Permanecimos en silencio cinco minutos, mirando al mar, sin ser un silencio incómodo ni raro, simplemente observábamos cómo el cielo se tornaba rosa delante de nuestros ojos, reflejándose en las pocas nubes que había en el cielo en ese momento.

—¿En qué piensas? —Le pregunté. Ella me miró e hizo una mueca, negando.

—No te gustaría saberlo.

—Si te pregunto es porque me gustaría saberlo, me interesa lo que pienses. Pero si no me lo quieres decir... —Carla jugaba con sus dedos.

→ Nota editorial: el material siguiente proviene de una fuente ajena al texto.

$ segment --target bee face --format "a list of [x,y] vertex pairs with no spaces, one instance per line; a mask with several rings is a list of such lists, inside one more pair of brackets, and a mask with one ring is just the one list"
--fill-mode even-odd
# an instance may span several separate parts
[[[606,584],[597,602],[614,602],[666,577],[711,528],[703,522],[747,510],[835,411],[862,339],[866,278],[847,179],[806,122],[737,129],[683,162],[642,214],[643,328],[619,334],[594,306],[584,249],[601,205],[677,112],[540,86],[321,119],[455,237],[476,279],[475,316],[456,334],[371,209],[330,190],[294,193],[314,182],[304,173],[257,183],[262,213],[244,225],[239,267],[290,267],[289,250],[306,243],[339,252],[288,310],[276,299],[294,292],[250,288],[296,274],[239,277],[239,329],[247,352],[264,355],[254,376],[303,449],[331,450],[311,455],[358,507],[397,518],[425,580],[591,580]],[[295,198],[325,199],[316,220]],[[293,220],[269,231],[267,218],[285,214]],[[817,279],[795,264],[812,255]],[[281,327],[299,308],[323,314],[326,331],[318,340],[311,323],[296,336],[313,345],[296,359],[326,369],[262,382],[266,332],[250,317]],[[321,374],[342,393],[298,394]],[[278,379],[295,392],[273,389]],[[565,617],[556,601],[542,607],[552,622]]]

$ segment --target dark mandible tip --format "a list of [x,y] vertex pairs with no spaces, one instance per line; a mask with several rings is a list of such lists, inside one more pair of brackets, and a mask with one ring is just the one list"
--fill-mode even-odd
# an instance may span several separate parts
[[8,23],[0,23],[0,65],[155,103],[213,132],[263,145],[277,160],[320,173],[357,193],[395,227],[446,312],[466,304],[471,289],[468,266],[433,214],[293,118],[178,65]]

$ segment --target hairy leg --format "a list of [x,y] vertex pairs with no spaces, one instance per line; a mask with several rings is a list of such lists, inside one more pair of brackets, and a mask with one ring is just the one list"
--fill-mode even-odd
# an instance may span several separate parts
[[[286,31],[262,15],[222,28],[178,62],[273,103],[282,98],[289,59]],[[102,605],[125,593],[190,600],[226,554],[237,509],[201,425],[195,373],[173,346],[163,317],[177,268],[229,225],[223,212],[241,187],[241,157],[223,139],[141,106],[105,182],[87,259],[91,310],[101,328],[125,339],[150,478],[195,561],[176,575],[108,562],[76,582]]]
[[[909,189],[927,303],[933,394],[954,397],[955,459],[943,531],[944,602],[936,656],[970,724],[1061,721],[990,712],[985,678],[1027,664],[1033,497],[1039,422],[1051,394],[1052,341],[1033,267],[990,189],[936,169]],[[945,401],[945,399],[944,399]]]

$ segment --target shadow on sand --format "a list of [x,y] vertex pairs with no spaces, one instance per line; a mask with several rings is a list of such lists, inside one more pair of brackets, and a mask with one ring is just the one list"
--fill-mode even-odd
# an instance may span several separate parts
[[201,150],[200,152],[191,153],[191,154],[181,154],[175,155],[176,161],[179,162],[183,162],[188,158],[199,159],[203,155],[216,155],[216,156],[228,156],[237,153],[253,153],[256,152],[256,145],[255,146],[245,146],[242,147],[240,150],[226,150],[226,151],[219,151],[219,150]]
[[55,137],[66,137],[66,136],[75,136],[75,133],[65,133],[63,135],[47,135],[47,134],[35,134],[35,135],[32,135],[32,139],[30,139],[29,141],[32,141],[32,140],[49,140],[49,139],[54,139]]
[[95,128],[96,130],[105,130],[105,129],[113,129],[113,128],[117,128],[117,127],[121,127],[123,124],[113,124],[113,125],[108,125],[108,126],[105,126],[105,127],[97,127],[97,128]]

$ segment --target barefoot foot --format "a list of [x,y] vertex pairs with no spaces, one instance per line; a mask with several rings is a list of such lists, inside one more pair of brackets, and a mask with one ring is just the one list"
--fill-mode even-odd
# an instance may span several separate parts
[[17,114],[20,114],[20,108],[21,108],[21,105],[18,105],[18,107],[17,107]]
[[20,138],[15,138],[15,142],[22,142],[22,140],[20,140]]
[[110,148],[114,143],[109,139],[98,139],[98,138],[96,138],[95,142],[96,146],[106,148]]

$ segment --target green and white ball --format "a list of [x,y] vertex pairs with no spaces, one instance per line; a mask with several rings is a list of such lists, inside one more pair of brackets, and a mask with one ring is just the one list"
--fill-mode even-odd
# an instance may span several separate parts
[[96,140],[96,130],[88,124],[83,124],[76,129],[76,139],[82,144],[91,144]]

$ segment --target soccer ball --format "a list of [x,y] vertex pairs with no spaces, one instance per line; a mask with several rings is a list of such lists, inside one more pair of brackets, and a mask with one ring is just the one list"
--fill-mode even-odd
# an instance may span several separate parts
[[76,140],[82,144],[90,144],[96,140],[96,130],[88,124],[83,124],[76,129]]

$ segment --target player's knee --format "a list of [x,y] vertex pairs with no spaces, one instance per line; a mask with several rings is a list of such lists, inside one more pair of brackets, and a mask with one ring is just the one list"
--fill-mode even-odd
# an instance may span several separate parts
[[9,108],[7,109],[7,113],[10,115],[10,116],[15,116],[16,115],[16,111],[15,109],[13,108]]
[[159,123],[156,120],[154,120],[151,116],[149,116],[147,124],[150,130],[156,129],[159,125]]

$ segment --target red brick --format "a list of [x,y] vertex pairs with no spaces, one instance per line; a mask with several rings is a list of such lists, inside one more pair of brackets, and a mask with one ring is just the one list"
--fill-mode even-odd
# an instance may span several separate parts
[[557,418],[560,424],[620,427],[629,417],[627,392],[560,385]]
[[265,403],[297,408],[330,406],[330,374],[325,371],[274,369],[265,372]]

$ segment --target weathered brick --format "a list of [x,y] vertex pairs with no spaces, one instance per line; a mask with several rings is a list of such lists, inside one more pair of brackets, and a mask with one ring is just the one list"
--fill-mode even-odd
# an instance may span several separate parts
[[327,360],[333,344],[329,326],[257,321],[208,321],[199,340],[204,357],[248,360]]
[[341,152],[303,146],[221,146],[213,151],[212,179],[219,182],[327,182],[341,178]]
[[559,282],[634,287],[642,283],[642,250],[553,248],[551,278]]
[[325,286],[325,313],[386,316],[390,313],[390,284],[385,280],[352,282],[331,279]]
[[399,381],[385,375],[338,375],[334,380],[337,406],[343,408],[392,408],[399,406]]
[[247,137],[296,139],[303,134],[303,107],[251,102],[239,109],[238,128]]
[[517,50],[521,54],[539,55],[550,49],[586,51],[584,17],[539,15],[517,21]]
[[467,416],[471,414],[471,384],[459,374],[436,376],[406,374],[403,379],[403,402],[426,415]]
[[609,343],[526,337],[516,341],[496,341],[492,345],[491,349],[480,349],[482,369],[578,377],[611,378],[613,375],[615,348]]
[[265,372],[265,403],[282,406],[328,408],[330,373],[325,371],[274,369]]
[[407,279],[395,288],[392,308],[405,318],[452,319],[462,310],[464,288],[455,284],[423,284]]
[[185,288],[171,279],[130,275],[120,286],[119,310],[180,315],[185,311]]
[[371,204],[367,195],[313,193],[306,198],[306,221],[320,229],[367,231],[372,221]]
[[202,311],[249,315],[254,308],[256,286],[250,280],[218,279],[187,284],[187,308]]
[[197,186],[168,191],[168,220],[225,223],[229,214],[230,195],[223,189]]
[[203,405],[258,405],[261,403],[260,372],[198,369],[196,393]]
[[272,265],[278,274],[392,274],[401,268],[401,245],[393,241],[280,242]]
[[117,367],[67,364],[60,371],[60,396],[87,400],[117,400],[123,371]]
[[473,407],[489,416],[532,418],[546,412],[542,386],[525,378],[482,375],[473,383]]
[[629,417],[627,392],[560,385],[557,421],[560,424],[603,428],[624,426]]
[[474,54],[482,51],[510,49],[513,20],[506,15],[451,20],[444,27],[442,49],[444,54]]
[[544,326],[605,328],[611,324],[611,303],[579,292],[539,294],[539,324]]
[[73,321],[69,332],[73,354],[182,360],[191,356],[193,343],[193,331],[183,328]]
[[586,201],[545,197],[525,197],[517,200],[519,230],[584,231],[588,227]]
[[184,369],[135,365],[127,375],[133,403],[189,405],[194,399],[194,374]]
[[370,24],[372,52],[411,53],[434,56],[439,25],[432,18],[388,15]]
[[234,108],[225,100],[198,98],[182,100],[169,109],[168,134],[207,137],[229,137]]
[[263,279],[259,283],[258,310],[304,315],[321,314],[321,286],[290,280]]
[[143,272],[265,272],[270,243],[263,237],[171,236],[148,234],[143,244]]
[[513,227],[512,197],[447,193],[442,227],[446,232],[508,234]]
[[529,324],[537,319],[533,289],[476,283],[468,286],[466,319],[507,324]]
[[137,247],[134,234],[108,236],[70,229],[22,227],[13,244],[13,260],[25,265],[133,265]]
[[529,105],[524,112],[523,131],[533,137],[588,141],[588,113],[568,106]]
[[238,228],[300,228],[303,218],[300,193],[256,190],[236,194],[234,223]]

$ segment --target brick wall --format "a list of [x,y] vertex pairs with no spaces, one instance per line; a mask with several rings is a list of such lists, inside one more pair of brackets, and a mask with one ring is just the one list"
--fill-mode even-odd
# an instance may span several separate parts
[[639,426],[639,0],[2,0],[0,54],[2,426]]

—Me da igual contártelo, es sólo que no quiero darte pena. —Cuando Carla vio que yo no respondía y hacía un gesto con la cabeza para que me lo contase, se quitó la toalla de la cabeza y la puso sobre su regazo. —Pensaba en una vez en la que realmente creí que me moría, y nunca pensé llegar a ver esto, o vivir esta experiencia contigo. —Se encogió de hombros y miró a los chicos en la playa. —Con vosotros. Me puse... Como diría mi madre, muy malita. —Soltó una risa triste, rascándose la ceja.

—¿Qué ocurrió?

—Tuve una crisis muy fuerte, tenía fiebre muy alta, convulsiones, vómitos y me quedé ciega durante dos meses. Los pocos momentos en los que estaba consciente pensaba que iba a morirme, y cuando volvía a caer inconsciente, los últimos instantes siempre me despedía porque creía que me estaba muriendo y estaba convencida de que no despertaría. Por eso ver esto, o salir a comer, es un logro para mí. —Sonrió y apoyó su cabeza de nuevo en mi hombro, sin añadir nada más. Pero yo me quedé fría, tocada, y por qué no decirlo, me quedé triste. —Te dije que no te gustaría y tampoco quiero darte lástima.